L’homme est toujours limité dans sa conquête de la nature. Même fort de tous ses
moyens, il a pour obstacle la nature qui assigne elle-même d’incoercibles limites à sa
volonté de maîtrise et son esprit d’indépendance. Si la nature est un terrain d’exploration
pour l’être humain, elle n’a de cesse de se métamorphoser, compromettant les plans les plus
ambitieux de l’homme, et pouvant atténuer sa soif de conquête. Dans le chapitre 15 «
Accident ou incident ? » (Partie 2) de Vingt mille lieues sous les mers, le Nautilus se heurte à
des conditions extrêmes dans les mers du pôle Sud.

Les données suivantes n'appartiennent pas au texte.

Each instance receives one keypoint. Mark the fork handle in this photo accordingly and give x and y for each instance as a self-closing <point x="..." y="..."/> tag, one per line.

Cette merveille technologique se trouve
mise en échec, immobilisée et bloquée par les glaces de l’Antarctique qui lui bloquent la
route. Le capitaine Nemo, l’inventeur en personne du Nautilus concède à Pierre Aronnax,
professeur adjoint au Musée d’histoire naturelle de Paris : « On peut braver les lois
humaines, mais non résister aux lois naturelles. ». Par ailleurs, l’être humain est lui-même un
composant de ce système, et à ce titre il expérimente régulièrement sa faiblesse, comme le
reconnaissent bien volontiers Nemo face à l’enlisement du Nautilus aussi bien que
Canguilhem invitant l’expérimentateur à l’humilité : « l’expérimentateur ne peut pas tirer
plus de ficelles que la nature » P 235. La narratrice du Mur Invisible, quand bien même elle
en subit les conséquences, admet-elle aussi cette soumission de l’être humain aux lois de la
nature : « j’avais cessé de me sentir détachée de la terre et j’étais lasse et accablée comme il
convient à un être humain. Cela me semblait juste et dans l’ordre des choses ». En somme,
la nature impose à l’homme des limites qui empêchent l’humanité d’avoir la maîtrise du
monde.

[Phrase de transition] Bien que l’homme ait l’illusion de domestiquer la nature,


cette dernière manifeste, à chaque instant, sa puissance.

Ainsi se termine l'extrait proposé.